We see that when \(\alpha \rightarrow 0\), then (4.11)–(4.12) converge to an explicit finite difference scheme for the transport equation. This suggests a finite speed of propagation. This is supported by our simulations, presented there which showed an initial pulse tending toward the left.

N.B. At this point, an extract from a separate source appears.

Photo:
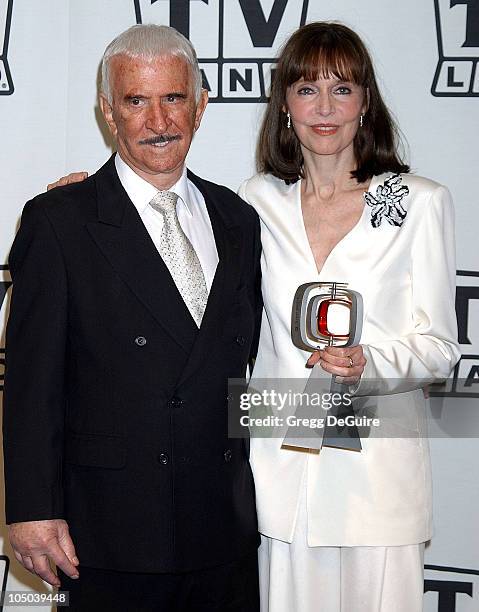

There are two sides of the same coin. For \(\alpha =1\), eq. (3.1) becomes a heat equation, where the speed of propagation is infinite. It means that if the initial perturbation is non-negative and it has a compact support, then solutions to (3.1) will be positive everywhere for \(t>0\). Interestingly, when \(\alpha \rightarrow 1\), then (4.11)–(4.12) converges to an explicit finite difference scheme for the heat equation. We also noticed the smearing out effect, see Fig. 2 in [14].

Actually, we can show:

Proposition 5

For all \(\alpha \in (0,1]\) the speed of signal propagation for solutions to (3.1) with initial condition \(u(x,0)= f(x)\) and the zero fixed slope data is infinite, i.e. if \(f\ge 0\), \(f\ne 0\) and \(\hbox {supp}\,{f}\subset (0,R)\), where \(R>0\), then for all \(x,t>0\) we have

$$\begin{aligned} w_2(x,t)>0. \end{aligned}$$

Proof

This is a consequence of the definition of \(w_2\) and positivity of \({{\mathscr {E}}}\) and f. \(\square \)

We have chosen the fixed slope data, because of the simplicity of the formula for a solution.